We need to store data about users, their uploaded photos, and people they follow. Photo table will store all data related to a photo; we need to have an index on (PhotoID, CreationDate) since we need to fetch recent photos first.

A straightforward approach for storing the above schema would be to use an RDBMS like MySQL since we require joins. But relational databases come with their challenges, especially when we need to scale them. For details, please take a look at SQL vs. NoSQL.

We can store photos in a distributed file storage like HDFS or S3.

We can store the above schema in a distributed key-value store to enjoy the benefits offered by NoSQL. All the metadata related to photos can go to a table where the ‘key’ would be the ‘PhotoID’ and the ‘value’ would be an object containing PhotoLocation, UserLocation, CreationTimestamp, etc.

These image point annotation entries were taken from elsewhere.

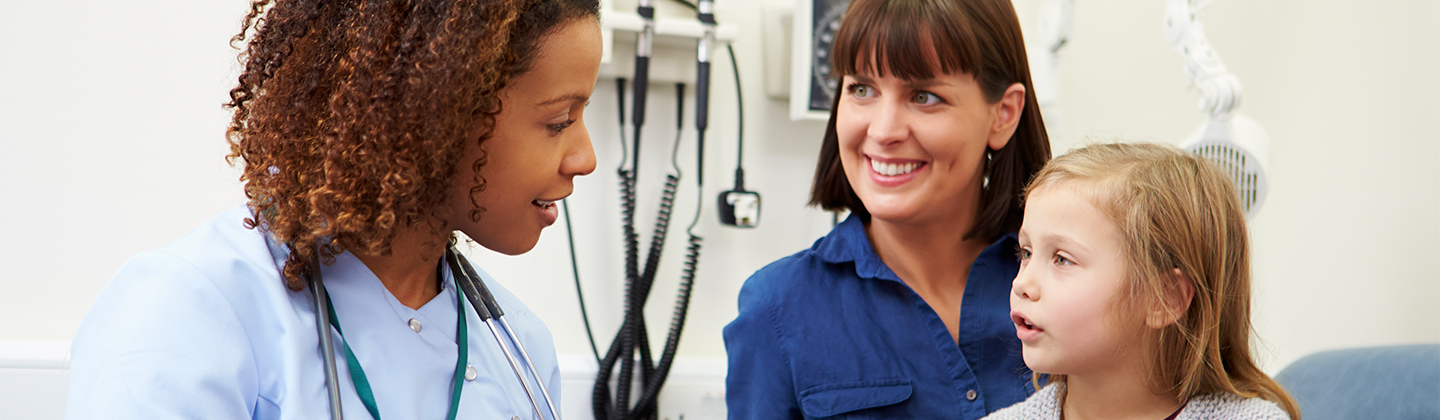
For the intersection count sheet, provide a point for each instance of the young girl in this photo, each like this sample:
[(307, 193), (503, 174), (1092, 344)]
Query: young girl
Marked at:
[(1134, 291)]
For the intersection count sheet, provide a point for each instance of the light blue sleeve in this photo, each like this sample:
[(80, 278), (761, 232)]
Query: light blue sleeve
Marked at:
[(162, 343)]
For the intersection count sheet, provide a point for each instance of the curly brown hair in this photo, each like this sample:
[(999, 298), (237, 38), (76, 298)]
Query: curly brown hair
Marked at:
[(352, 117)]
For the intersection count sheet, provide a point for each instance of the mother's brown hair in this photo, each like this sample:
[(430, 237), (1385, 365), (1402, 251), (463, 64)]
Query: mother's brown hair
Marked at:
[(979, 38), (352, 117)]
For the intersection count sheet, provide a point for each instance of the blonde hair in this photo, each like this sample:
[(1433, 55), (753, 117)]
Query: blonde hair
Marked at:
[(1177, 210)]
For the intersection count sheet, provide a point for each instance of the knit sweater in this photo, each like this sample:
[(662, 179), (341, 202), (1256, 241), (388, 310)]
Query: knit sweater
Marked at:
[(1044, 404)]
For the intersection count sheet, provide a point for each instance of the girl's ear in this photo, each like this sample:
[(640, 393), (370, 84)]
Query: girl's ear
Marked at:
[(1178, 294)]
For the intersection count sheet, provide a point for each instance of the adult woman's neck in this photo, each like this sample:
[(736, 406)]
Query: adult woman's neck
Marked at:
[(930, 258), (409, 269), (1118, 393)]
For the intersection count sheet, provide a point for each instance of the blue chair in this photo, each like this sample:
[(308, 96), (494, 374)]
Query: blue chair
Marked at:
[(1394, 383)]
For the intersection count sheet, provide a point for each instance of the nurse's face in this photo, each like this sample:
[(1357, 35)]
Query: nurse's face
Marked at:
[(915, 150), (537, 147)]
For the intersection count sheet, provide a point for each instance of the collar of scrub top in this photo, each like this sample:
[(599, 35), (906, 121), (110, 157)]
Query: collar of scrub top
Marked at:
[(357, 377)]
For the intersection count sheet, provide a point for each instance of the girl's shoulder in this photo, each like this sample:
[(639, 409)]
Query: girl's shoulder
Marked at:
[(1044, 404), (1230, 406)]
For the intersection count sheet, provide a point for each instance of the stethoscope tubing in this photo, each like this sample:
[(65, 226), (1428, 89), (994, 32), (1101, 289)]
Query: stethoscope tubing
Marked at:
[(532, 366), (327, 345), (494, 318), (486, 308)]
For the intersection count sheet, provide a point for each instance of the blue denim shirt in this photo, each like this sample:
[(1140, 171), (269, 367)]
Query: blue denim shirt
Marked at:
[(833, 332)]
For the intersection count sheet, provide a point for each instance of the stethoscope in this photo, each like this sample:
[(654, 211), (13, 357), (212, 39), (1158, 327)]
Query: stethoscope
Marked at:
[(474, 289)]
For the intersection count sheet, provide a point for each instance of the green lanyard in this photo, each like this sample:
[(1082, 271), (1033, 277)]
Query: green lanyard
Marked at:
[(363, 384)]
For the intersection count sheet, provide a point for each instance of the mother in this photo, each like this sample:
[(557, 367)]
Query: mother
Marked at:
[(902, 311)]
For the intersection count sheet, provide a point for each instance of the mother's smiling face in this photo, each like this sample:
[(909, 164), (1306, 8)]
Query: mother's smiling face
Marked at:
[(915, 150)]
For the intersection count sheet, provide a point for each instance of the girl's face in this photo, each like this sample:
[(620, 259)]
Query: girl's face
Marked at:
[(1072, 269), (539, 144), (915, 150)]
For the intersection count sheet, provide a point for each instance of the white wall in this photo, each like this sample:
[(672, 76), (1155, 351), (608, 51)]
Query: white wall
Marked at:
[(111, 144)]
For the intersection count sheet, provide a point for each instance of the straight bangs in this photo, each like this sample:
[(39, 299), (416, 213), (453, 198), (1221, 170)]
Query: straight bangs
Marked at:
[(910, 39)]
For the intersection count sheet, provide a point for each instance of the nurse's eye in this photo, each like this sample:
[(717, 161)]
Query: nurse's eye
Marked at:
[(560, 127), (860, 91), (926, 98)]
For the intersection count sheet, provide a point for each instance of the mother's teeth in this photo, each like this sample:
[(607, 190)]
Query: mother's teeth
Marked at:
[(890, 170)]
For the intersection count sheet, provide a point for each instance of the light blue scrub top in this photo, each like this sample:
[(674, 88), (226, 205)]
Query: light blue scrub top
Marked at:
[(203, 328)]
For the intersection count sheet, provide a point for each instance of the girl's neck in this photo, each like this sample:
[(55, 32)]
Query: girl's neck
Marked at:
[(408, 272), (1121, 393)]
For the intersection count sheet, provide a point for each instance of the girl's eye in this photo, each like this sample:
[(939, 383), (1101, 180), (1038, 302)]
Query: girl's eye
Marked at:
[(926, 98), (560, 127), (860, 91)]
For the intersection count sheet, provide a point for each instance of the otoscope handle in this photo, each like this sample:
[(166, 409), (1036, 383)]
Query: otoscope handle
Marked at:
[(641, 84), (702, 95)]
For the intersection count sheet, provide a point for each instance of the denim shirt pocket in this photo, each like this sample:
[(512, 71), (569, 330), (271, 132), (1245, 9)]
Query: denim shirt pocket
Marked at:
[(837, 399)]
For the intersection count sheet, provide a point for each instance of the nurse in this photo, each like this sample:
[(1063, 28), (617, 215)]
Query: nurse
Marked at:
[(903, 309), (369, 134)]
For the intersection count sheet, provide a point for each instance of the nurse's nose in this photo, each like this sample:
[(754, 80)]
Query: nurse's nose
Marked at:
[(579, 160)]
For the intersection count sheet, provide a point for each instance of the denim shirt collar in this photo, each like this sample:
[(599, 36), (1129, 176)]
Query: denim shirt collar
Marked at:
[(848, 242)]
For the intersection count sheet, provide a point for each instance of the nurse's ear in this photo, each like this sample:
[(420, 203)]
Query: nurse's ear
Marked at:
[(1005, 115)]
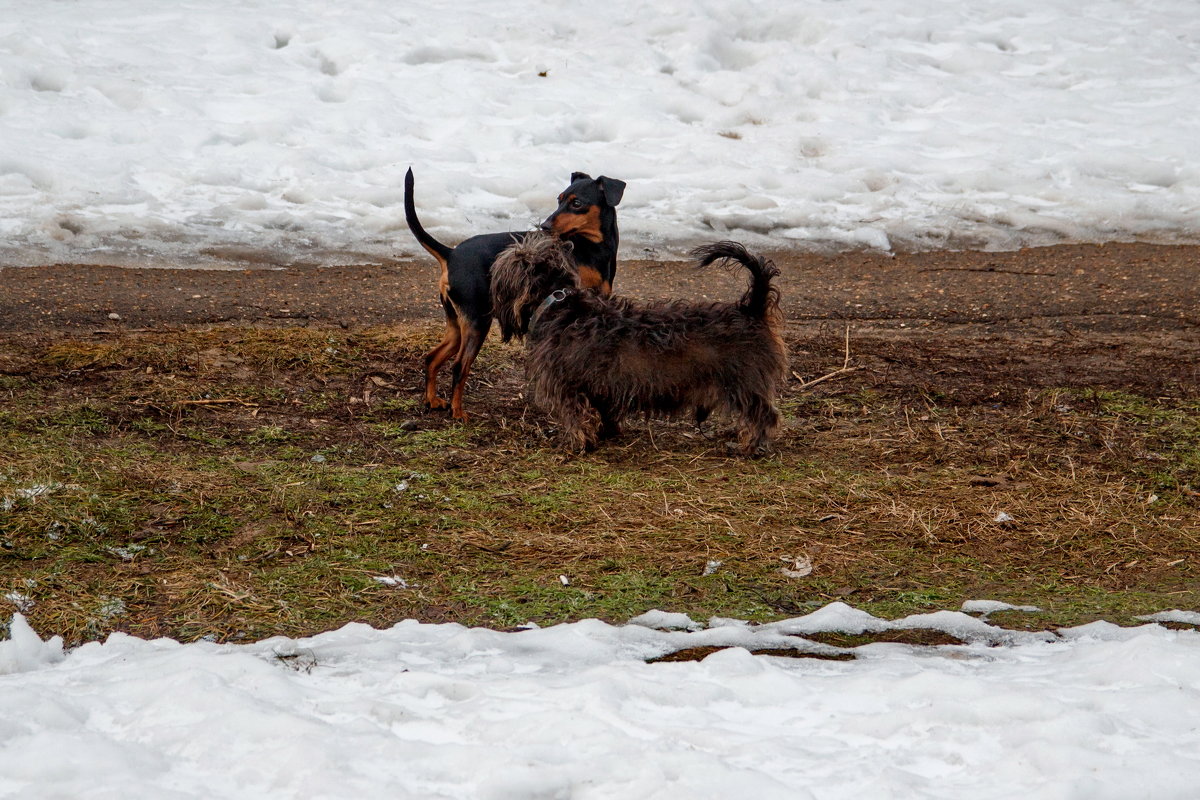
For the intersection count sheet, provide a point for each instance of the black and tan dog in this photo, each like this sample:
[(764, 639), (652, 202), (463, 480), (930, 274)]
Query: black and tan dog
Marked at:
[(586, 217), (594, 359)]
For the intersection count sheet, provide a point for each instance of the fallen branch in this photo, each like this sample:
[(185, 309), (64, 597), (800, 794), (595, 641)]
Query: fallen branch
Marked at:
[(844, 370)]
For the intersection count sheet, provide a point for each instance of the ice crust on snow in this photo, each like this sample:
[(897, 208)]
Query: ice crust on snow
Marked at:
[(574, 710), (223, 130)]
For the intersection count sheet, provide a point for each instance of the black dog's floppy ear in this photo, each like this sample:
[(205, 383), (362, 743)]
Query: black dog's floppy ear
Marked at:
[(613, 190)]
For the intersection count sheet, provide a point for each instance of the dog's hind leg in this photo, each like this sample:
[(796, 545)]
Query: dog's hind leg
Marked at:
[(610, 421), (579, 421), (472, 341), (757, 420)]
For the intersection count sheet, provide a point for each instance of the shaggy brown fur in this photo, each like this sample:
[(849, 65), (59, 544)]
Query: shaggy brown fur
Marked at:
[(594, 359)]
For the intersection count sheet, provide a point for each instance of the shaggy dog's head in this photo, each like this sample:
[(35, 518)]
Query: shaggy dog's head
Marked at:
[(525, 275)]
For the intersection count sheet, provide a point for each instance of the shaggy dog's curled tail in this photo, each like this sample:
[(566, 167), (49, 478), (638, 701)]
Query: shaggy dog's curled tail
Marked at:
[(761, 300)]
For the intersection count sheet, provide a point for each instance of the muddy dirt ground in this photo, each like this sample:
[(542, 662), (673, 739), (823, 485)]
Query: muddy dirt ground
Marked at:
[(966, 325)]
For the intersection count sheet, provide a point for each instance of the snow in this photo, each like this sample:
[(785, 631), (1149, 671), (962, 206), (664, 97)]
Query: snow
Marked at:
[(575, 711), (204, 131)]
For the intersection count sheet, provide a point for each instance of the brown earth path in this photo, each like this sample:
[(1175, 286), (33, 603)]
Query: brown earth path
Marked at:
[(960, 323)]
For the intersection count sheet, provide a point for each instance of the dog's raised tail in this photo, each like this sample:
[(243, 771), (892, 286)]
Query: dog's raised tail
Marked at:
[(436, 248), (762, 298)]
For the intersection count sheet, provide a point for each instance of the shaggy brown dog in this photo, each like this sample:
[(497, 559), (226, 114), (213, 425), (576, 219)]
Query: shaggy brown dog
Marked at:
[(595, 359)]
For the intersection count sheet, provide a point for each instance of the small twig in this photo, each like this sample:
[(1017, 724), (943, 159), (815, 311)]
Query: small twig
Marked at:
[(989, 269), (229, 401), (845, 368)]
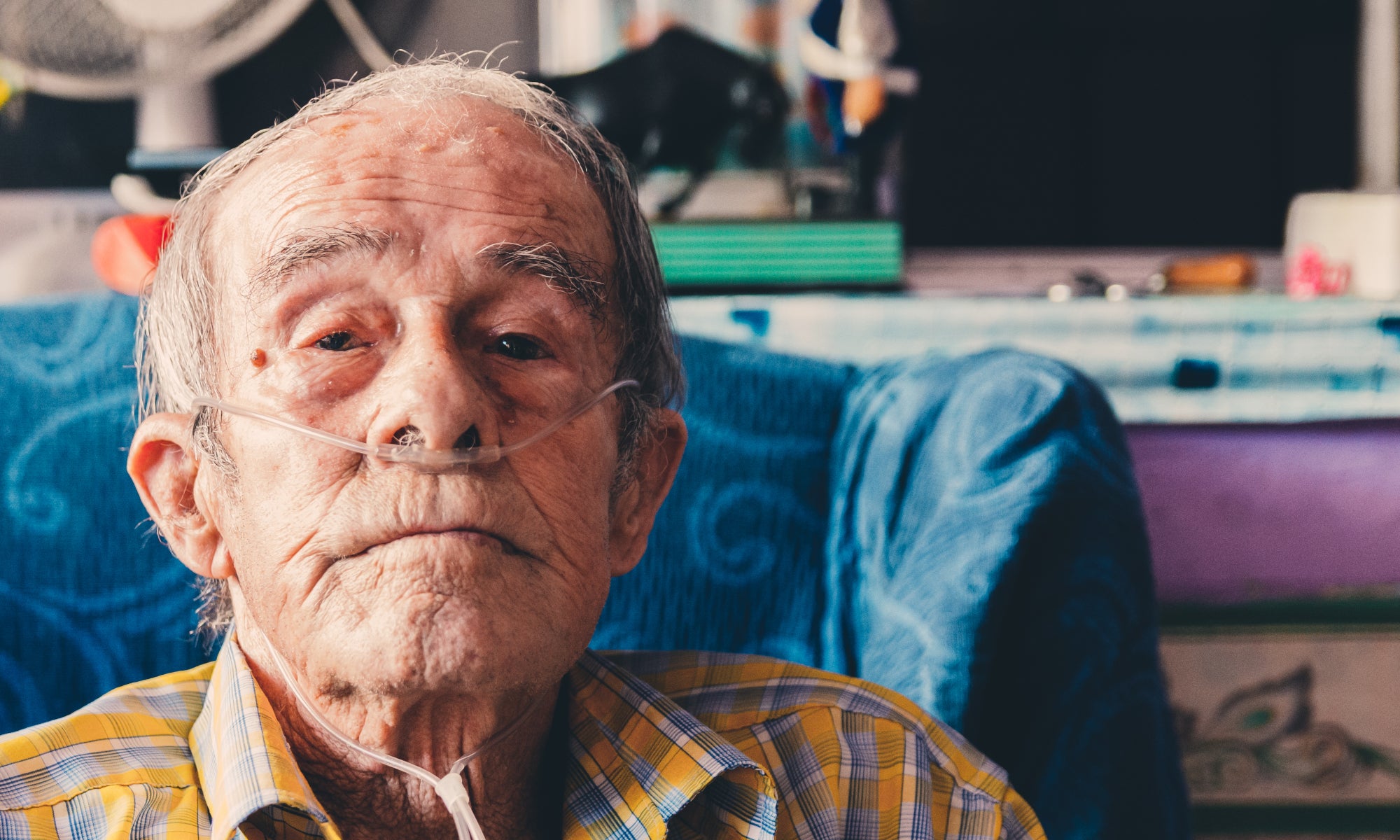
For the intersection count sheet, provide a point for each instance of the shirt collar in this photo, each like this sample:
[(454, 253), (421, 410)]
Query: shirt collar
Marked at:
[(241, 755), (636, 760)]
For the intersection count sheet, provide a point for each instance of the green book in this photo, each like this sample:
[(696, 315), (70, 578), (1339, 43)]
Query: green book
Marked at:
[(780, 254)]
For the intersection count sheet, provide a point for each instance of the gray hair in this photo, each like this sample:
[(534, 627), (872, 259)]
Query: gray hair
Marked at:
[(177, 354)]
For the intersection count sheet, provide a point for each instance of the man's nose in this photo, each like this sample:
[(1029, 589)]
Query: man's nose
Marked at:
[(430, 398)]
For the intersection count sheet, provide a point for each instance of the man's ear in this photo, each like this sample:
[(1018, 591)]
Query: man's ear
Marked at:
[(164, 468), (636, 507)]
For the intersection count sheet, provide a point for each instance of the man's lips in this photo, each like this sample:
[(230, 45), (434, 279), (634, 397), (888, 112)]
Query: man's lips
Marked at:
[(464, 534)]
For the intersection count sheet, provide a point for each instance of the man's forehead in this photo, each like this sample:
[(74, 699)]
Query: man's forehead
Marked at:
[(386, 156)]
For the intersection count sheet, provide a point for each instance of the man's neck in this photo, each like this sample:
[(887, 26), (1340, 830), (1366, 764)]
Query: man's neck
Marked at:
[(516, 785)]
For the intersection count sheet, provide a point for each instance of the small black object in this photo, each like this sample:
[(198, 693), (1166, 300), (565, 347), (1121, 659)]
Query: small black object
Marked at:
[(677, 102), (1090, 282), (1196, 374)]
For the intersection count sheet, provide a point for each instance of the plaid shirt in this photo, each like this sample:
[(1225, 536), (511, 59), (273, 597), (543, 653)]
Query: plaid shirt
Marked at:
[(662, 744)]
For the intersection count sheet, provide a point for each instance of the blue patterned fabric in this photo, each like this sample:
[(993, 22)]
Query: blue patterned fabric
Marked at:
[(989, 561), (964, 531), (89, 597)]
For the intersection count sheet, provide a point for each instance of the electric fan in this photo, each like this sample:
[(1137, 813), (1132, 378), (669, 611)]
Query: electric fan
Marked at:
[(160, 52)]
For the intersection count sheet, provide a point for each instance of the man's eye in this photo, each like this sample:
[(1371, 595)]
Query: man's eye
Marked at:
[(517, 346), (337, 341)]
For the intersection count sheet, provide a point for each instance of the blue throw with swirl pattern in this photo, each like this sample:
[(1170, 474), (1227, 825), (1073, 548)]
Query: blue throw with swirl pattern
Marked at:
[(965, 531)]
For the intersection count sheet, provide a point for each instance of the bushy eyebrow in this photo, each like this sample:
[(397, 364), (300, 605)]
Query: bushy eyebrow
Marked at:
[(564, 271), (314, 246)]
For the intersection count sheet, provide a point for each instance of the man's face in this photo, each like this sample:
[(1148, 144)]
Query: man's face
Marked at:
[(362, 303)]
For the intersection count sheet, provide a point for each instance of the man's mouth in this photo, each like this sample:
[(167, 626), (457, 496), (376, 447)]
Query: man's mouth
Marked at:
[(463, 536)]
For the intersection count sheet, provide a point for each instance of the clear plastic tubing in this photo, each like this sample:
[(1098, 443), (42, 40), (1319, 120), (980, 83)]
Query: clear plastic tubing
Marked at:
[(450, 789), (411, 454)]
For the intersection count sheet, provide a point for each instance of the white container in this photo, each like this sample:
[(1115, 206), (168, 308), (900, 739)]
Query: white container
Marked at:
[(1356, 236)]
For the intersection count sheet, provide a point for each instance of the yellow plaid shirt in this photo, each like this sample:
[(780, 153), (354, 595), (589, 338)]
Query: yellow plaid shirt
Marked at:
[(662, 746)]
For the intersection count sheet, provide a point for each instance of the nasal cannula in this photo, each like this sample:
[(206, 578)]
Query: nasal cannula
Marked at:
[(450, 789), (415, 454)]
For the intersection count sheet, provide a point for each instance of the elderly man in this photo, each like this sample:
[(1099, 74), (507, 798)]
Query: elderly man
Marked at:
[(410, 373)]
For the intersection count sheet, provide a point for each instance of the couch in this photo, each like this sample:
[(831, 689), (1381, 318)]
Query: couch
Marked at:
[(965, 531)]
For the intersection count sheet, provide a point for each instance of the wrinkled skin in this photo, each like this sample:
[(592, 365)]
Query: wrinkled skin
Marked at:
[(422, 611)]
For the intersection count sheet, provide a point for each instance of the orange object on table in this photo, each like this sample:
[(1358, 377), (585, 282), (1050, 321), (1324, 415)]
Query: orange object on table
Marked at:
[(127, 248), (1228, 272)]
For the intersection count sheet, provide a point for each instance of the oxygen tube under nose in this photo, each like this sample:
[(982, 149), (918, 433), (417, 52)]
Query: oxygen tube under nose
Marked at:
[(451, 789)]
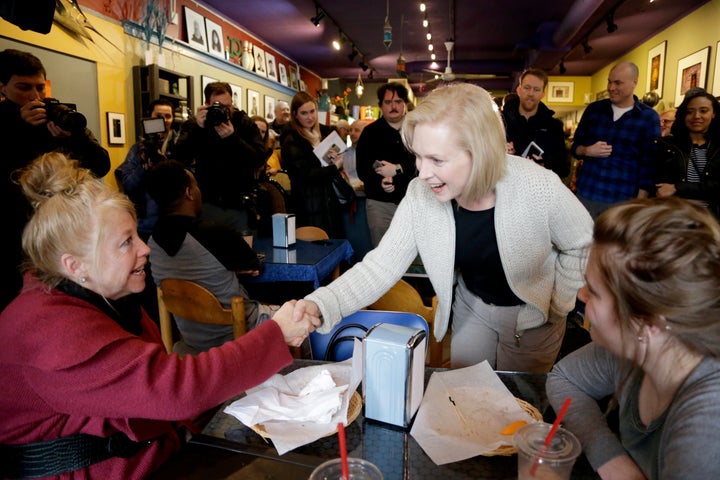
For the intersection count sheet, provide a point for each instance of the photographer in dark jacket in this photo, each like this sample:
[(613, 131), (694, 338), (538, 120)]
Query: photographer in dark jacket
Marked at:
[(688, 163), (28, 128), (224, 147), (527, 120)]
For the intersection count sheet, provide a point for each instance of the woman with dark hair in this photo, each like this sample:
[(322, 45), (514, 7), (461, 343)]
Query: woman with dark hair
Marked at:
[(652, 295), (689, 159), (313, 196)]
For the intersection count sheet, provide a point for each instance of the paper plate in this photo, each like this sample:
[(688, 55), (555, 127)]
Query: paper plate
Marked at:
[(354, 408), (507, 450)]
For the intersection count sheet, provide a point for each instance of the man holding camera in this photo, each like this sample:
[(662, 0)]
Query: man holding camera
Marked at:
[(155, 145), (31, 125), (225, 148)]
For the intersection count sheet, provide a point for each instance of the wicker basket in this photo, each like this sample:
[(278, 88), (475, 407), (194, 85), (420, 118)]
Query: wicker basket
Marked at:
[(354, 408), (507, 450)]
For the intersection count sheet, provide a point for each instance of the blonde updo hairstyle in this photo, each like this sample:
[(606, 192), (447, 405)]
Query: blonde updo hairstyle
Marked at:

We need to store relationships between users and photos, to know who owns which photo. We also need to store the list of people a user follows. For both of these tables, we can use a wide-column datastore like Cassandra. For the ‘UserPhoto’ table, the ‘key’ would be ‘UserID’ and the ‘value’ would be the list of ‘PhotoIDs’ the user owns, stored in different columns. We will have a similar scheme for the ‘UserFollow’ table.

Cassandra or key-value stores in general, always maintain a certain number of replicas to offer reliability. Also, in such data stores, deletes don’t get applied instantly, data is retained for certain days (to support undeleting) before getting removed from the system permanently.